Daylight saving. The kids are going to bed at five PM, which is its own form of psychological warfare. Ryan was on duty at Miramar. Standard week.
Caleb, 7, wants to be a firefighter still. Has not deviated. Hazel, 4, chaos incarnate. Put a peanut butter sandwich in the DVD player Wednesday. Showed zero remorse.
Meatloaf Tuesday. The classic. Glazed. Mashed potatoes underneath.
Mom called Sunday. We talked while she was putting up tomatoes from the garden. She is sixty-something and gardening like she is forty.
Ryan came home from work. Dinner was on the stove. The basics held.
Ryan came home tired Wednesday. He showered, ate, sat on the couch, was asleep by eight. Standard for a Marine who has been up since four-thirty for PT and stayed late for a brief. The schedule is the schedule. The body adapts because it has to.
Dad called. He has been gardening. He is sending zucchini updates again. The PTSD is managed. He talks more than he used to. He is becoming his own version of healed, which I did not think was possible at fourteen.
Caleb watched the firefighters at a school visit Wednesday and came home buzzing. He is going to be one. I have known this since he was four. Some kids tell you who they are early.
Hazel and I had a hard moment Tuesday at homework time. She is in a season of testing limits. We worked through it. We always do. She is mine.
I read the blog comments at the kitchen table with my coffee. A young spouse in Lejeune emailed me about deployment cooking. I wrote her back at length. I told her about the freezer. I told her about Donna. I told her she would survive. I sent her three of Donna's recipes.
The kitchen counter has a chip in it from someone before us. Some military housing thing. I have stopped asking what. The chip is fine. The whole kitchen is provisional. We are renting from Uncle Sam.
Base housing is base housing. Beige walls, beige carpet, beige expectations. The dryer venting is in a stupid place. The kitchen has no dishwasher. We make it work.
The military spouses' Facebook group had a small drama this week. Two women fighting over the playgroup schedule. I muted notifications and cooked dinner. Some weeks the group is the lifeline. Some weeks it is the source of unnecessary stress. The skill is knowing which week you're in.
The Friday before-school morning was chaos. Three kids, two backpacks, one missing shoe. We all made it to the bus. I drank cold coffee at nine AM because that's when I sat down. Standard.
I went to the commissary Saturday morning. Got the grocery haul under sixty bucks for the week, which is a small victory. The cashier knows me. We talked about her grandkids while she scanned the chicken thighs and the family-size box of pasta. Small-town energy on a Marine base in California.

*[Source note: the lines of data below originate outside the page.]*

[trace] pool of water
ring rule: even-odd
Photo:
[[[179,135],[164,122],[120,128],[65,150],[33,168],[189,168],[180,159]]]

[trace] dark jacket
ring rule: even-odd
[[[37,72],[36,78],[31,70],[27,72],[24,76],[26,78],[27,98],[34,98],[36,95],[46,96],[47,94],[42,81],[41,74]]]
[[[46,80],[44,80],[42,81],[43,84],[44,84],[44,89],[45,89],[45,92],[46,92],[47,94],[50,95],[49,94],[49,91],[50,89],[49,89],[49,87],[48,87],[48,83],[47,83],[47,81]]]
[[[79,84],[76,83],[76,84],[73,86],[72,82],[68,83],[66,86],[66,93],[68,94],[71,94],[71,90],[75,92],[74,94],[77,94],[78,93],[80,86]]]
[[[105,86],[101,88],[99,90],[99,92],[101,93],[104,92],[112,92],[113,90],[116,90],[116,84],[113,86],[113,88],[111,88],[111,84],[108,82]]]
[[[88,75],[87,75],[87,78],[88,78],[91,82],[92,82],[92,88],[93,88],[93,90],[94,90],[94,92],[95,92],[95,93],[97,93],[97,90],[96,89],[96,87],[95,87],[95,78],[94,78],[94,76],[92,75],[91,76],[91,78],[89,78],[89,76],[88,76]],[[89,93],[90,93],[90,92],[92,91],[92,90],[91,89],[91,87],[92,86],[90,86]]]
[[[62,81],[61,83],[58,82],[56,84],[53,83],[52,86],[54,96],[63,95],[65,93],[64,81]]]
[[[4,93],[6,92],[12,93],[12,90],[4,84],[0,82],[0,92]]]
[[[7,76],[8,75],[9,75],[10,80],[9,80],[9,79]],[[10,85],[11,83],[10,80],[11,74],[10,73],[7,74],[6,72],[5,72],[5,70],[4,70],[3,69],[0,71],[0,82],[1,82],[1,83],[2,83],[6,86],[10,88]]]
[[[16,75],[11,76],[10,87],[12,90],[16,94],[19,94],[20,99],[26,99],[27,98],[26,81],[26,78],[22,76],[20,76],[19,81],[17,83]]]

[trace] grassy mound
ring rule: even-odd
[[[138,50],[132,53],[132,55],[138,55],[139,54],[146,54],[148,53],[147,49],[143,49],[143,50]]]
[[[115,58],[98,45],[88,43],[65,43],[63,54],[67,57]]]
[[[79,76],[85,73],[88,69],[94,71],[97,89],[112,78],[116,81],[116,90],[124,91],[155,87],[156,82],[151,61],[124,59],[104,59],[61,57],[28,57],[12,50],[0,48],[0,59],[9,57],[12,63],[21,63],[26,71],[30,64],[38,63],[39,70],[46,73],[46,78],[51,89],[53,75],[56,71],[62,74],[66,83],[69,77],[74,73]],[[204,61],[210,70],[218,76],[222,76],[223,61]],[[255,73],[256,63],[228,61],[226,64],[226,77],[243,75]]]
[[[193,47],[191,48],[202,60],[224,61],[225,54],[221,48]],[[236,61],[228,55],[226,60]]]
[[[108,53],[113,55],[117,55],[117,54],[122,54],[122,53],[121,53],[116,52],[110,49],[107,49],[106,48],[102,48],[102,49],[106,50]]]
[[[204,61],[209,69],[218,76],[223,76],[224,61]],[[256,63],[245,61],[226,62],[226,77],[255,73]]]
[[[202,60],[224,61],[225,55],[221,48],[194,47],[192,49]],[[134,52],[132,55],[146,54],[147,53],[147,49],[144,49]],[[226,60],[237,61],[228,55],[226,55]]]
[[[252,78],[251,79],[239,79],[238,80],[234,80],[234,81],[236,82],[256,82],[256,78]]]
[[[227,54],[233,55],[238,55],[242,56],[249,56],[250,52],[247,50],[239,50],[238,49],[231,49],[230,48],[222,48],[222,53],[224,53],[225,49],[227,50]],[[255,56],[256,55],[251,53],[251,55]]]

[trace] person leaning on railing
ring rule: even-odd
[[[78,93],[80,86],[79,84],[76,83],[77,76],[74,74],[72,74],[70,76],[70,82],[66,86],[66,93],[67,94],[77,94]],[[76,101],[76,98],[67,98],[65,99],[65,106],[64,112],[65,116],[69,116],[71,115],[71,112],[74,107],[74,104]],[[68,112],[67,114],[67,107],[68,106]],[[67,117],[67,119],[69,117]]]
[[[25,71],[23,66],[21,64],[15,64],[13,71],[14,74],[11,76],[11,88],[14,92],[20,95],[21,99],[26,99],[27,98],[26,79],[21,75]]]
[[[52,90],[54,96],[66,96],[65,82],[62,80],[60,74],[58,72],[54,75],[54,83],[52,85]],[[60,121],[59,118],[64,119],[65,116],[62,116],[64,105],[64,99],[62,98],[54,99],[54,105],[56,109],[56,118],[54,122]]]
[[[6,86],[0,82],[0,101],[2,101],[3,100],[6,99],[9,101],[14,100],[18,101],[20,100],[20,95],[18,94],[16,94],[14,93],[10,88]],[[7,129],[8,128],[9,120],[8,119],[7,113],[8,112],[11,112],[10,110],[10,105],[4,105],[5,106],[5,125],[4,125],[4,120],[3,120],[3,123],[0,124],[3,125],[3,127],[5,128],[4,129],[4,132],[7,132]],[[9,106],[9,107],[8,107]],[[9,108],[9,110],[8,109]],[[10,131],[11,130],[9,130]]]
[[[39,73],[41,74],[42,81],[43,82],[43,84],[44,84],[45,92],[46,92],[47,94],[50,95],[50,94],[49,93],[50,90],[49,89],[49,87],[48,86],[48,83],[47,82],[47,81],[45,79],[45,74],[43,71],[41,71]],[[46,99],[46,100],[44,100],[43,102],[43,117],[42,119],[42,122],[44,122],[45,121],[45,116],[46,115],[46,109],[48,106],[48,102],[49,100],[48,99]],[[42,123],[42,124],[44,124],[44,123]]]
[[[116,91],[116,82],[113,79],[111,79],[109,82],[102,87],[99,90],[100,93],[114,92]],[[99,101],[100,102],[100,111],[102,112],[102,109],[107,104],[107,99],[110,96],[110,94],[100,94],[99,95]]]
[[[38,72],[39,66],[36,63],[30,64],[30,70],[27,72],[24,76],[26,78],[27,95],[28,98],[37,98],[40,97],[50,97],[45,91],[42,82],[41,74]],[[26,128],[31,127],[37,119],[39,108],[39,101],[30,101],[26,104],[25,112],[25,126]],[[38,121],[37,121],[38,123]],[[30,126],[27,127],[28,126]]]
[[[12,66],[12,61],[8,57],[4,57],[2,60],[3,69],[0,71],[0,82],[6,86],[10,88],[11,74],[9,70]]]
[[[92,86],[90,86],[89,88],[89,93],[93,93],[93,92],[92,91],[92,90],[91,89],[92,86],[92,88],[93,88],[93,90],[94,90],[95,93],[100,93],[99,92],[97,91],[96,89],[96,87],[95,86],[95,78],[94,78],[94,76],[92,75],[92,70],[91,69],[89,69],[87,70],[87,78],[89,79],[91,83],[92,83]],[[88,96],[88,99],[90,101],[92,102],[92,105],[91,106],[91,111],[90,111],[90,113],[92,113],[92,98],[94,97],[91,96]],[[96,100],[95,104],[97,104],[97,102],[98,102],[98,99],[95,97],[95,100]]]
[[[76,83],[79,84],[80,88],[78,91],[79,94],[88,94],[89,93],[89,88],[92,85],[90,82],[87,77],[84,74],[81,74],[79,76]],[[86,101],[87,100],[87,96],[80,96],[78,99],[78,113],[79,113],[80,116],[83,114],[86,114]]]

The kids' soccer game was Saturday morning. The other parents brought oranges and Capri Suns. I brought a thermos of coffee for myself and a folding chair I bought at Target three years ago that has been to four duty stations now. The chair is a more loyal companion than some of my friends.
Wednesday morning meal prep — Sunday afternoon, hours of containers. The freezer is full. The future-me thanks present-me. Donna taught me this routine. Donna's freezer was always full. Donna saved her sanity with quart bags labeled in Sharpie.
I made a casserole for a neighbor whose husband is deployed. I dropped it off. She cried. I told her, eat the casserole, baby. The food is the saying. The casserole was a mostly-frozen tater-tot situation that took fifteen minutes of effort and six months of practice to perfect.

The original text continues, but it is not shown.